Täuschend echt sieht das Schreiben aus, das in diesen Tagen tausenden von Haushalten in den Briefkasten flatterte: Unter dem Briefkopf des Postdienstes heißt es da: „Sie bekommen neue Postleitzahlen. Damit sollen Sie keine Probleme haben. Die Post hilft Ihnen.“

Als „Ausgleich für die Mühe“ und als „Hilfestellung“ für die Umstellung der Postleitzahlen zum 1. Juli wird da ein „Geschenk“ angeboten, das es in sich hat: Das „persönliche Adressheft“ mit zehn aktualisierten Adressen — in der offensichtlich gefälschten Werbebroschüre ganz in postgelb gehalten. Um das zu erhalten, soll jeder Haushalt in einen beiliegenden, genormten Computerausdruck die eigene Adresse und die neun wichtigsten Adressen von Freunden, Verwandten und Geschäftspartnern eintragen. Möglichst umgehend erwartet nun eine Postfachadresse im westfälischen Gütersloh unter dem Kennwort „Neue Postleitzahlen“ tausende von derartigen Soziogrammen.

„Dieses Schreiben ist eine Fälschung!“ warnt nun der Bremer Postdienst: „Eine derartige 'Serviceleistung' ist aus Datenschutzgründen überhaupt nicht erlaubt“, sagt Sprecher Wolfgang Antelmann.
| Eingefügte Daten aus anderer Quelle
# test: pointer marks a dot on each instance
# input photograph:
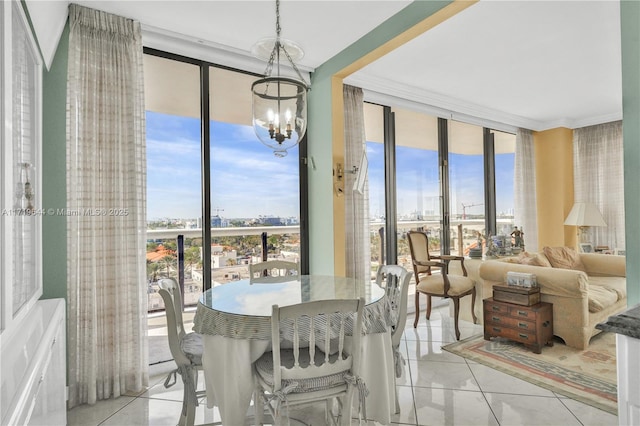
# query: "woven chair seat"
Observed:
(264, 368)
(193, 347)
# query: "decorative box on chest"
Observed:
(517, 295)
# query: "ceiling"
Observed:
(532, 64)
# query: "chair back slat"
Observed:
(316, 325)
(175, 329)
(419, 248)
(395, 281)
(273, 271)
(173, 289)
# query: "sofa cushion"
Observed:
(617, 284)
(601, 297)
(533, 259)
(564, 257)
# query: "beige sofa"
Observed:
(581, 299)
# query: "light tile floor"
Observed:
(437, 388)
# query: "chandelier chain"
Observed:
(279, 45)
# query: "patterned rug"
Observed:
(588, 376)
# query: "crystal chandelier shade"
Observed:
(279, 103)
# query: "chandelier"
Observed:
(279, 103)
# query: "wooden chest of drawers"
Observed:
(531, 325)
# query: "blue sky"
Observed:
(247, 180)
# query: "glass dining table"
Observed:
(235, 322)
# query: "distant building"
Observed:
(272, 221)
(216, 222)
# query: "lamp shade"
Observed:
(585, 214)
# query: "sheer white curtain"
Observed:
(598, 172)
(106, 201)
(358, 244)
(524, 199)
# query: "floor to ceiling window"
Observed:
(252, 190)
(218, 199)
(440, 169)
(505, 155)
(467, 192)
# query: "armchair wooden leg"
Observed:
(417, 298)
(456, 311)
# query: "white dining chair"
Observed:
(273, 270)
(186, 349)
(395, 280)
(314, 364)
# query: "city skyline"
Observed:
(248, 181)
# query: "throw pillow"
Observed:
(533, 259)
(564, 257)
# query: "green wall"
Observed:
(54, 160)
(319, 139)
(630, 31)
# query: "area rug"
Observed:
(588, 376)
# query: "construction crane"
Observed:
(464, 208)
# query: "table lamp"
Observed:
(584, 215)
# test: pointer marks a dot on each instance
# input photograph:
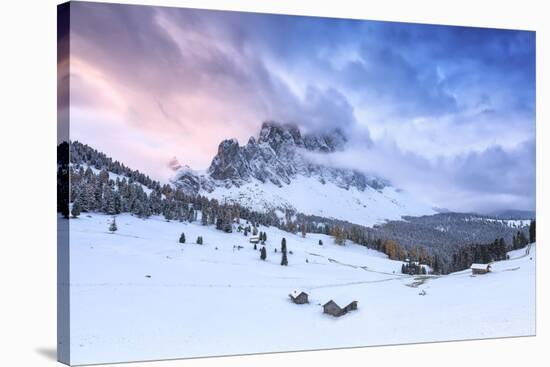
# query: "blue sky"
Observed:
(445, 112)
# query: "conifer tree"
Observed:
(77, 208)
(263, 253)
(532, 232)
(113, 228)
(284, 260)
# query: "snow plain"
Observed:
(138, 294)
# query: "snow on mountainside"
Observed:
(273, 173)
(218, 299)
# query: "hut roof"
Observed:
(340, 302)
(480, 266)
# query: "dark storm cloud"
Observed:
(184, 79)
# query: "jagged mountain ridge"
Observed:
(272, 172)
(276, 157)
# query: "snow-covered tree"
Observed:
(263, 253)
(284, 260)
(113, 228)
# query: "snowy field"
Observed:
(138, 294)
(309, 196)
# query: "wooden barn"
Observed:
(299, 297)
(333, 309)
(480, 268)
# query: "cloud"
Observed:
(422, 98)
(477, 181)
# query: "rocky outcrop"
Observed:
(277, 156)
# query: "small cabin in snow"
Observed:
(333, 309)
(480, 268)
(299, 297)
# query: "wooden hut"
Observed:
(333, 309)
(299, 297)
(480, 268)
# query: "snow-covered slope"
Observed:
(273, 172)
(139, 294)
(309, 196)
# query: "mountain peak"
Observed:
(276, 157)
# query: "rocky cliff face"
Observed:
(277, 156)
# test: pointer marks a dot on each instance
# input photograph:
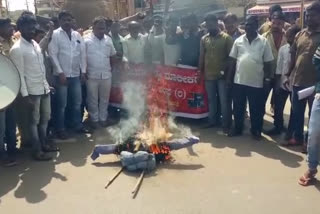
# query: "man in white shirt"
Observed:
(68, 53)
(172, 52)
(99, 49)
(27, 56)
(134, 45)
(282, 92)
(252, 55)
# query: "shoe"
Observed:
(62, 135)
(209, 125)
(83, 130)
(257, 136)
(234, 133)
(273, 132)
(94, 125)
(9, 162)
(288, 136)
(40, 156)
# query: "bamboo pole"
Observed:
(302, 14)
(113, 178)
(137, 186)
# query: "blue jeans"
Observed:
(11, 129)
(298, 111)
(314, 136)
(2, 133)
(70, 95)
(255, 96)
(40, 116)
(216, 89)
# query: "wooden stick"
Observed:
(137, 187)
(113, 178)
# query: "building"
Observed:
(200, 8)
(288, 6)
(48, 8)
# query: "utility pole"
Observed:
(27, 4)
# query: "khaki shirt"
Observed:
(267, 26)
(216, 53)
(269, 36)
(5, 46)
(304, 47)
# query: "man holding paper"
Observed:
(303, 71)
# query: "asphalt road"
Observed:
(219, 175)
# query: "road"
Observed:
(219, 175)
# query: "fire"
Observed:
(156, 130)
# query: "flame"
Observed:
(155, 130)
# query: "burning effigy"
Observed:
(149, 134)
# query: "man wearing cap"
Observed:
(7, 117)
(302, 71)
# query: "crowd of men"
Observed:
(239, 67)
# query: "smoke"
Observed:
(134, 101)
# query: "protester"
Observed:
(314, 131)
(267, 25)
(214, 55)
(155, 41)
(281, 91)
(276, 38)
(27, 56)
(189, 41)
(134, 45)
(252, 56)
(7, 116)
(67, 51)
(171, 51)
(232, 28)
(302, 70)
(100, 49)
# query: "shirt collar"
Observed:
(26, 42)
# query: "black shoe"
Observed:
(83, 130)
(235, 133)
(256, 136)
(209, 125)
(273, 132)
(40, 156)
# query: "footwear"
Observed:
(234, 133)
(83, 130)
(94, 125)
(292, 142)
(9, 162)
(40, 156)
(273, 132)
(209, 125)
(288, 136)
(50, 148)
(257, 136)
(62, 135)
(308, 178)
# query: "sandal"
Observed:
(50, 148)
(307, 179)
(292, 142)
(40, 156)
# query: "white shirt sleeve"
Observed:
(125, 50)
(17, 58)
(267, 52)
(83, 55)
(53, 51)
(234, 51)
Daß die Fälschung „sehr gut gelungen“ ist, muß auch Antelmann zugeben: Der Vorspann des Schreibens ist originalgetreu Postdienst-Werbetexten für die neuen Postleitzahlen entnommen; auch ist die Unterschrift des Postdienst- Vorstandsvorsitzenden, Dr. Klaus Zumwinkel, auf den ersten Blick echt.

Doch die zuständige Oberpostdirektion bestätigt: In Gütersloh gibt es im Bereich Postdienst einige normale Postämter, ein Paketpostamt, einen Postkurierdienst, eine Bundespostbetriebskrankenkasse und eine Postbetriebsärztliche Dienststelle — aber keine Sonderdienststelle „Neue Postleitzahlen“. Und ein weiterer Fehler ist den Fälschern unterlaufen: Auf dem Rückumschlag ist in das Briefmarkenkästchen die Anweisung „Bitte freimachen“ aufgedruckt — doch sämtlicher Postverkehr betreffend den Postdienst selber, also nicht die Telekom oder die Postbank, ist weiterhin grundsätzlich gebührenfrei.

Bei Bremens oberstem Datenschützer Stefan Walz klingeln alle Alarmglocken: „Auch persönliche Kontakte — und damit deren Adressen — gehören zu den personenbezogenen Daten. Eine derart großangelegte Aktion, illegal solche Personendaten zu bekommen, hat wohl noch niemand erlebt.“ Allzu einfach könnten mit solchen „Soziogramm“-Dateien Abgleiche mit bereits bestehenden Dateien gemacht werden — ist der „Adressheft“-Anforderer Mitglied eines Buchclubs oder Kunde eines Erotik-Versandes, kann in dessen Umfeld zum Beispiel gezielt geworben werden. Für das „Direct-Mail“-System tun sich hier ganz neue Möglichkeiten auf. An das persönliche Adressbuch eines Verdächtigen zu kommen, wäre sowohl für die Polizei als auch für jegliche Geheimdienste wohl eine wertvolle Hilfe. Und: Obwohl über die Computervernetzung der deutschen Behörden immer viel geredet und geschrieben wird, ist sie noch nicht so weit gediehen, daß zum Beispiel das BAFÖG- Amt abtrünnige StudentInnen, die nach Abschluß des Studiums umziehen, dies nicht bekannt geben und sich so um die Rückzahlung drücken, bundesweit aufspürbar wären.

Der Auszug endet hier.